BIG DATA: Making Sense in Real Time
Date: Wednesday , September 01, 2010
What if we found a ‘needle’ in a hay stack that is ten times the size of planet Jupiter, in less than a second? Think about it. Time is money. Information from various sources is increasing at a mind-boggling rate begging to be analyzed correctly and made sense of. Traditional way of running business is passé. To stay ahead of competition, you require tools that will handle these large volumes of data in real-time helping you take informed business decisions. You need to know the status as-is as of ‘now’. Not as of July 31, 2010.
Big Data. Slice n’ Dice!
‘Big Data’ is the buzz word from the high performance computing niche of the IT market. Big Data is suddenly the focus of most presentation from suppliers of processing virtualization and storage virtualization software. But what is Big Data?

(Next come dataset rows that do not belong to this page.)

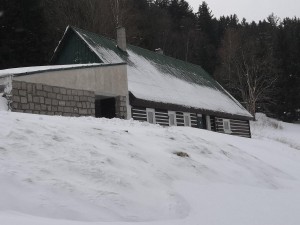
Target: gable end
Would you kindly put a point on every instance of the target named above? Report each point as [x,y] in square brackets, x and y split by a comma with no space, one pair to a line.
[73,50]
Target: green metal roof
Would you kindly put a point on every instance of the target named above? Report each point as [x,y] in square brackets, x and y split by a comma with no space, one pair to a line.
[160,78]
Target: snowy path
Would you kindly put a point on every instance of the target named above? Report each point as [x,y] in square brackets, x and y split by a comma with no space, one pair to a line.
[82,171]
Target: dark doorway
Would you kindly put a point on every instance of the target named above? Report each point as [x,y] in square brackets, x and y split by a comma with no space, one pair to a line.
[201,121]
[105,108]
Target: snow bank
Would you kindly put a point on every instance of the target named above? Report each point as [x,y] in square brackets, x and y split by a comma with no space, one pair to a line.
[74,171]
[3,103]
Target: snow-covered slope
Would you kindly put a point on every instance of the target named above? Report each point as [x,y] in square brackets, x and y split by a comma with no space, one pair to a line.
[81,171]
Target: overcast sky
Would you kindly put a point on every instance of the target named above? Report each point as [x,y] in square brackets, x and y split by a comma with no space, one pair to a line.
[251,9]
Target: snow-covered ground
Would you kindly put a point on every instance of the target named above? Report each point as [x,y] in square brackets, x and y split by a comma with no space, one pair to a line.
[87,171]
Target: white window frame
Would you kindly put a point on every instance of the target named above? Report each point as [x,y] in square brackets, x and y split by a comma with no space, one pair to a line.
[227,131]
[187,123]
[153,111]
[175,120]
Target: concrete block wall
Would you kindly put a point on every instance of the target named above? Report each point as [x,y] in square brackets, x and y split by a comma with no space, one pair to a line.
[50,100]
[121,107]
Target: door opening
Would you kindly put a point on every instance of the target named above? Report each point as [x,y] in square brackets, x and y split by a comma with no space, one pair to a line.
[105,107]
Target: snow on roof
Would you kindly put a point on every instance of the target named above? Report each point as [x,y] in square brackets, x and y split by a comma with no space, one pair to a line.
[159,78]
[35,69]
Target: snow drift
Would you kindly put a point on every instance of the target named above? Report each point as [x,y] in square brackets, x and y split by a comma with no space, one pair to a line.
[58,170]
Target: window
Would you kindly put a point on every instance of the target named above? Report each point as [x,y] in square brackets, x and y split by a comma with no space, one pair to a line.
[150,115]
[226,126]
[172,118]
[187,119]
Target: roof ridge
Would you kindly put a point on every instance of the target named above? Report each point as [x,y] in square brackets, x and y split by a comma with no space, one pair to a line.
[144,49]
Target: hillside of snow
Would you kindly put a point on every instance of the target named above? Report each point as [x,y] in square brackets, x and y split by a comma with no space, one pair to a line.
[87,171]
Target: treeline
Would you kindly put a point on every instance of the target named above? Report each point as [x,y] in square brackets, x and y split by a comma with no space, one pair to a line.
[257,62]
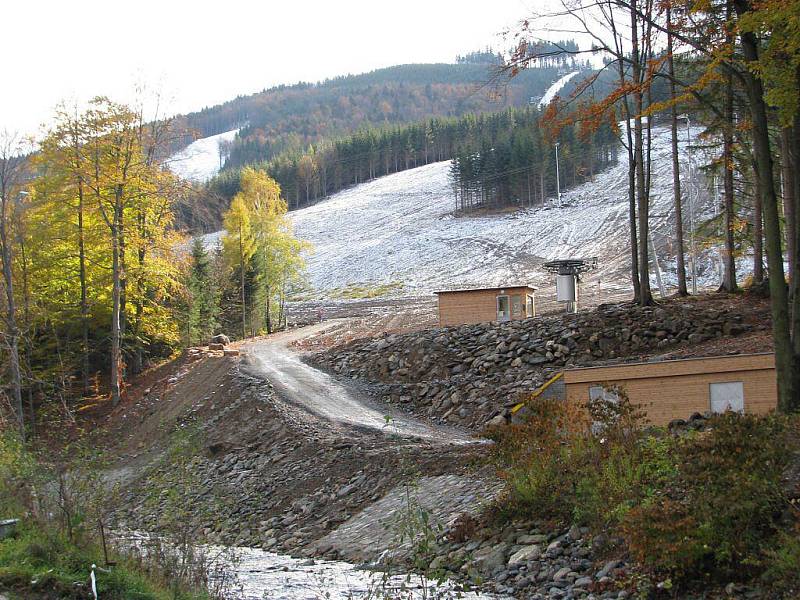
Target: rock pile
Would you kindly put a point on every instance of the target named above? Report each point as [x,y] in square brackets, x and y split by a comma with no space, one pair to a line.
[469,374]
[528,561]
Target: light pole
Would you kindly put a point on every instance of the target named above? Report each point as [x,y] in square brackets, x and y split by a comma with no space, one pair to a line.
[691,206]
[558,178]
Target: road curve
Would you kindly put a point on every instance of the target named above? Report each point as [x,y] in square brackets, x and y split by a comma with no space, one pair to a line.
[326,398]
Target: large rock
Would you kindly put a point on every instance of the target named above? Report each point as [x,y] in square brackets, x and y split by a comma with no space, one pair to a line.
[491,558]
[525,554]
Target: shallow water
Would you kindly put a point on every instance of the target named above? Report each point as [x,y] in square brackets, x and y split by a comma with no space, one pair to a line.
[253,574]
[261,575]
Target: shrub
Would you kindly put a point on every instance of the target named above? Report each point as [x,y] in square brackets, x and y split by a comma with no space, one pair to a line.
[706,505]
[723,510]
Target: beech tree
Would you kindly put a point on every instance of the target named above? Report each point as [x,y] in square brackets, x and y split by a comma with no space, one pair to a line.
[11,187]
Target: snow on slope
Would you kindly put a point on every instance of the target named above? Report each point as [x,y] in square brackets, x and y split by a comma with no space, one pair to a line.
[555,88]
[400,229]
[200,160]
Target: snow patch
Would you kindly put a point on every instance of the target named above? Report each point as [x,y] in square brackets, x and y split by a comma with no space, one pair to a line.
[400,229]
[200,160]
[555,88]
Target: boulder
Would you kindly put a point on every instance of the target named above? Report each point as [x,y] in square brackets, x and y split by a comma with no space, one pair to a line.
[525,554]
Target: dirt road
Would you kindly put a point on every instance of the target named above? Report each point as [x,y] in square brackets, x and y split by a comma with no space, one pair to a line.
[328,399]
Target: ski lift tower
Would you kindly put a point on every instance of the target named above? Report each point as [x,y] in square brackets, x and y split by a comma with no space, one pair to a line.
[568,272]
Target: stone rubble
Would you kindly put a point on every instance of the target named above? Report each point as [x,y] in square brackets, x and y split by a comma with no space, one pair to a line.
[472,375]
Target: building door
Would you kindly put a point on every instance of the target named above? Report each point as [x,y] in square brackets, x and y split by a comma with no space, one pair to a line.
[530,307]
[516,306]
[503,308]
[727,396]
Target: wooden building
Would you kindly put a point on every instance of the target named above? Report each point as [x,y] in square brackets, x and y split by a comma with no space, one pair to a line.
[676,389]
[480,305]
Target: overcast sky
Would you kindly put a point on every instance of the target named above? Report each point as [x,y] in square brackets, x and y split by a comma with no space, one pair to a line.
[200,53]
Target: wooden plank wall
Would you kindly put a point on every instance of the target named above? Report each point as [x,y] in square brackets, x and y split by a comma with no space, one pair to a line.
[677,397]
[473,306]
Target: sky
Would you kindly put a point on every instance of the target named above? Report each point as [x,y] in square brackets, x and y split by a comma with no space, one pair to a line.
[198,53]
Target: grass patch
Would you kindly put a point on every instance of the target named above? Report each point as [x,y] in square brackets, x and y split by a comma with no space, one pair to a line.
[50,555]
[365,291]
[41,562]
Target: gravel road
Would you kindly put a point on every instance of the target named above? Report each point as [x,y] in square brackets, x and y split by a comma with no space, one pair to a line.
[330,401]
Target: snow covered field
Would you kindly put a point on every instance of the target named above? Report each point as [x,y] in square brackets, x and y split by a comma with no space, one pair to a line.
[555,88]
[399,232]
[200,160]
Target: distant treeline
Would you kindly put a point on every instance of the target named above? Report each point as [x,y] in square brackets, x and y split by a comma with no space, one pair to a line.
[514,164]
[496,152]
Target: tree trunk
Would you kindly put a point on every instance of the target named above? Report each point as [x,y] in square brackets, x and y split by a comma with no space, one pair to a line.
[758,232]
[12,335]
[642,201]
[84,296]
[116,357]
[788,163]
[676,168]
[241,268]
[787,362]
[729,262]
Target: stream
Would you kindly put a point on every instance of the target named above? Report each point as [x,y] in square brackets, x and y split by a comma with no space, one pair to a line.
[254,574]
[265,575]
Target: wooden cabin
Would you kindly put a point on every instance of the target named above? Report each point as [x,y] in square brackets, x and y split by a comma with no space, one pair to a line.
[481,305]
[676,389]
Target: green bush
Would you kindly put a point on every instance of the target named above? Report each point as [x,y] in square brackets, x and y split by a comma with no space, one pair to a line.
[706,505]
[724,509]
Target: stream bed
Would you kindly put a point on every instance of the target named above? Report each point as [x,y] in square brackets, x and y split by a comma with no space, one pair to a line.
[265,575]
[252,574]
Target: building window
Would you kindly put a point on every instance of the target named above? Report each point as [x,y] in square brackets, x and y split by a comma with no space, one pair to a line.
[503,309]
[516,305]
[726,396]
[599,392]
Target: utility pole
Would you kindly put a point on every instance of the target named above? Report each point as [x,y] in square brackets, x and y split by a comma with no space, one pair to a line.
[558,177]
[693,184]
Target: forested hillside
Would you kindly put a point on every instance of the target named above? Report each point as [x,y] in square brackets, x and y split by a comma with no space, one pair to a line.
[502,158]
[293,116]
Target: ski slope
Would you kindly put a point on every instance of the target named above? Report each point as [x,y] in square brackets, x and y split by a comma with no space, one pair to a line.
[400,232]
[200,160]
[555,88]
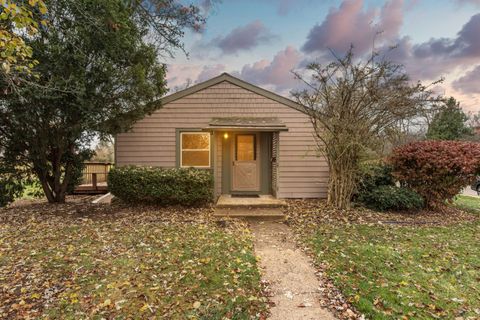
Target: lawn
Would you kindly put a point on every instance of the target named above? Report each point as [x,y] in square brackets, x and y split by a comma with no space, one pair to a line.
[72,264]
[394,272]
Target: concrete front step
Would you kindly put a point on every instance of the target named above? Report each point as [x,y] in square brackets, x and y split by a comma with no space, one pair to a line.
[271,214]
[263,201]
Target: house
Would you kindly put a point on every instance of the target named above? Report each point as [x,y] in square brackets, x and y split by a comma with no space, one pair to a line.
[255,141]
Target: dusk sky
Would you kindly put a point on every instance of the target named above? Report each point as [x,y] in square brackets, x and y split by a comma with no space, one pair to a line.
[261,41]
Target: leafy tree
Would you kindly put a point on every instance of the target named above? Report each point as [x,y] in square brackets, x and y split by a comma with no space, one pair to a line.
[450,123]
[99,73]
[353,107]
[19,20]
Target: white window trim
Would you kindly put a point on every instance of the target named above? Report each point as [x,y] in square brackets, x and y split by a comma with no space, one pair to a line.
[209,149]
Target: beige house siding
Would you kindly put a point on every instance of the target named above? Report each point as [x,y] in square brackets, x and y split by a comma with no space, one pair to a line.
[152,141]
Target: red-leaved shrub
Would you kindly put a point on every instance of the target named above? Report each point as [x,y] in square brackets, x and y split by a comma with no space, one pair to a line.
[437,170]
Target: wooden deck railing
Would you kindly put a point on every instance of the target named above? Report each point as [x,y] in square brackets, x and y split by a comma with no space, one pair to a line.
[94,177]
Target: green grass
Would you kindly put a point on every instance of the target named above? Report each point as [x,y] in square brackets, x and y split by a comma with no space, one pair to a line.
[131,267]
[468,203]
[412,272]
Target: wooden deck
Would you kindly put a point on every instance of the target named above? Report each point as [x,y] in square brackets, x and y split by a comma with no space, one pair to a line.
[91,189]
[94,180]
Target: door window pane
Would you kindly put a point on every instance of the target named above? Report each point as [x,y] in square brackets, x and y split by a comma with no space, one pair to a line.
[245,147]
[195,149]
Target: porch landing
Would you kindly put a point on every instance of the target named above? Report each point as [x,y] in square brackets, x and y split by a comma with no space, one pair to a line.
[264,207]
[262,201]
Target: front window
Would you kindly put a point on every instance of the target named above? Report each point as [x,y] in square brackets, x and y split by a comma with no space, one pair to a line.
[195,149]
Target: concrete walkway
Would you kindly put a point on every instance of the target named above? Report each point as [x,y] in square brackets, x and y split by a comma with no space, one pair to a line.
[289,272]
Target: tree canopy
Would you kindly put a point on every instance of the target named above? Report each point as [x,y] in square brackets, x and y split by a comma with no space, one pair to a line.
[354,105]
[19,21]
[450,123]
[99,71]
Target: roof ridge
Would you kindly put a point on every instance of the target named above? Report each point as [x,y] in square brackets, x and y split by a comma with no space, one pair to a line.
[236,81]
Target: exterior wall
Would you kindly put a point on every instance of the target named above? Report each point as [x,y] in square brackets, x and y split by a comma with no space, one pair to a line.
[152,141]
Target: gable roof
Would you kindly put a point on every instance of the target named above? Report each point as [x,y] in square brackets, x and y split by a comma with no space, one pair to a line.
[236,81]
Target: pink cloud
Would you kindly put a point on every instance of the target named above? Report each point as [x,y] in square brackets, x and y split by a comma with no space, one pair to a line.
[469,83]
[244,38]
[276,73]
[351,24]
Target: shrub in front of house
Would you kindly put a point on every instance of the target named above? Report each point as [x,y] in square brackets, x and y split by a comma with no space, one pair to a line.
[437,170]
[386,198]
[376,189]
[161,186]
[374,174]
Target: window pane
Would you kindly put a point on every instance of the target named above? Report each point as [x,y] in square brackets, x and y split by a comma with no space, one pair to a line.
[195,140]
[195,158]
[245,147]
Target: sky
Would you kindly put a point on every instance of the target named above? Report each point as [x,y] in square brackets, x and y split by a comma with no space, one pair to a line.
[262,41]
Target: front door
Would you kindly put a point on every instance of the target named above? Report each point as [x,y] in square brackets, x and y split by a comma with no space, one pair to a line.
[246,169]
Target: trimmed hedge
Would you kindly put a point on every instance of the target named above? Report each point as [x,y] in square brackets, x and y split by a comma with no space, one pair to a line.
[161,186]
[385,198]
[376,190]
[373,175]
[437,170]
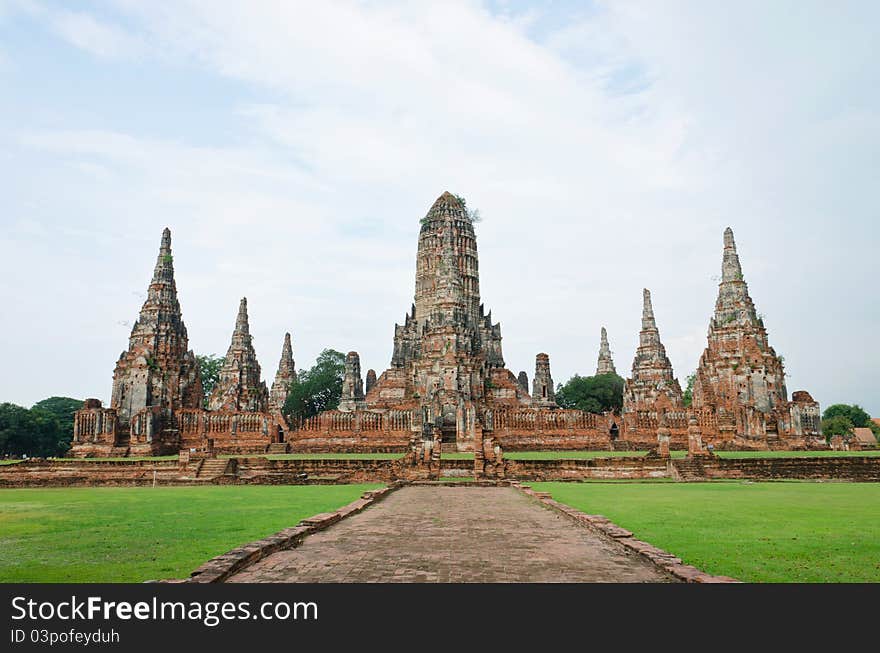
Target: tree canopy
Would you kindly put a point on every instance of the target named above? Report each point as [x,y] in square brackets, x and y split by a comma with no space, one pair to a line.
[595,394]
[316,389]
[42,431]
[837,425]
[841,419]
[209,371]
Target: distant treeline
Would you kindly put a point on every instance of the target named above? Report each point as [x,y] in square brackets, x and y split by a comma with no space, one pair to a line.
[43,430]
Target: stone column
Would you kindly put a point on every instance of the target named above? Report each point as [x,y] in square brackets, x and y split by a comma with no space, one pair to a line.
[663,434]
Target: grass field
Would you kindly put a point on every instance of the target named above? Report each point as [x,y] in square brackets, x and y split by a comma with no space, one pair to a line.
[137,534]
[796,454]
[334,456]
[757,532]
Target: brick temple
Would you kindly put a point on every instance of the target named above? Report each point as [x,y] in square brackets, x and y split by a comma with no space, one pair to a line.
[447,386]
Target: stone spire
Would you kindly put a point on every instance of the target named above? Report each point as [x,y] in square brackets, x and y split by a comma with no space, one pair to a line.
[157,369]
[739,369]
[606,363]
[731,270]
[648,322]
[448,347]
[543,393]
[652,376]
[285,375]
[239,387]
[734,305]
[352,383]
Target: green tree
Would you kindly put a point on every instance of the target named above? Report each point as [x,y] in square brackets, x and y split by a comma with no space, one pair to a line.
[35,432]
[837,425]
[316,389]
[688,397]
[595,394]
[63,408]
[855,414]
[209,370]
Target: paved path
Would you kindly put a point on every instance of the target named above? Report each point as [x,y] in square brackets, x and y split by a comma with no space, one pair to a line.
[454,534]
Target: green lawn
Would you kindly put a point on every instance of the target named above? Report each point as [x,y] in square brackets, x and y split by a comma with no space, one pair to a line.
[796,454]
[569,455]
[117,459]
[757,532]
[334,456]
[137,534]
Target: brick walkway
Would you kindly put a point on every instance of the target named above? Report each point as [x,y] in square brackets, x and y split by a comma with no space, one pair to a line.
[452,534]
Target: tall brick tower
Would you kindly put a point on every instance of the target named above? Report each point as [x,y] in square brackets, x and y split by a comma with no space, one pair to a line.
[606,363]
[239,387]
[652,377]
[285,375]
[157,369]
[739,369]
[447,354]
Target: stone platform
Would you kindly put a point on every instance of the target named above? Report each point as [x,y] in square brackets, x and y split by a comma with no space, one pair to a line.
[455,534]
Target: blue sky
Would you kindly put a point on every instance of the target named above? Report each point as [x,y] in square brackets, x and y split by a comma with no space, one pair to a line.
[293,147]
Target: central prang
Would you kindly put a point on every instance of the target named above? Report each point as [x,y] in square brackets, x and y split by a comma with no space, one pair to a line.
[447,356]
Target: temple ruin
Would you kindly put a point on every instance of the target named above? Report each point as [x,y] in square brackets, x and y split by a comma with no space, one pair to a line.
[447,386]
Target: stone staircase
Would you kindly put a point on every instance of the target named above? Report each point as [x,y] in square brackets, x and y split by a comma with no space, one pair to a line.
[689,470]
[211,468]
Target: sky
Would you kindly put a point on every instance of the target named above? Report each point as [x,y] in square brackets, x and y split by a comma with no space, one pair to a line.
[293,147]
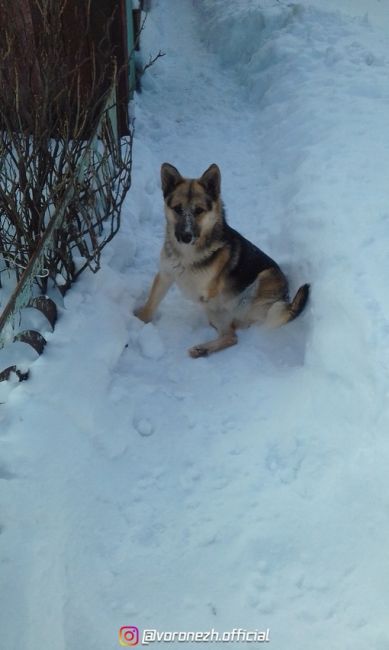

According to a recent report from McKinsey, data are flooding in at rates never seen before—doubling every 18 months— this is all because of greater access to customer data from public, proprietary, and purchased sources, as well as new information gathered from Web communities and newly deployed smart assets. These trends are broadly known as ‘Big Data’. But if I were to explain this more simplistically, then any data is big when one has to really sit and take decisions on how to organize it, manage it and most importantly analyze it to get some desired results. In other words, the phrase refers to the tools, processes and procedures allowing any organization to create, manipulate, and manage very large data of the size of many gigabytes to terabyte, petabyte or even larger collections of data.
Data accumulated and not managed can pose a great problem. There are many reasons for data to grow. From government regulation needs where in data is stored for future reference to data needed for critical research and analysis for example in sectors like health/pharma, energy or weather environment. While on the other hand big data can really provide a huge competitive edge for those companies who can manage it, analyze it and use it for optimizing operations or any other beneficial task. There are examples cited by big companies like Google who clearly demonstrate how one can have an edge over its competitors simply by analyzing the data that gives you information on the ground you are operating.
Today Big Data management stands out as one point challenge for IT companies and increasingly the solution is moving from providing hardware to more manageable software solutions. But before actually talking about the solutions, let’s take a step back and understand where all this extra data is coming from. Well, the sources are many; the web itself is one source which is giving out a lot of valuable and critical information that needs to be analyzed and therefore stored as data. Facebook, in just over two short years, has quintupled in size to a network that touches more than 500 million users. Twitter, since its creation in 2006 has grown to over 100 million users worldwide and is now attracting 190 million visitors per month and generating 65 million tweets a day. Computing and sensor networks itself is becoming more dynamic and needs extra data. People are using more than before data to predict behavioral pattern and predict performances. Obviously the more analytical we are becoming in our approach, the more data we require to analyze.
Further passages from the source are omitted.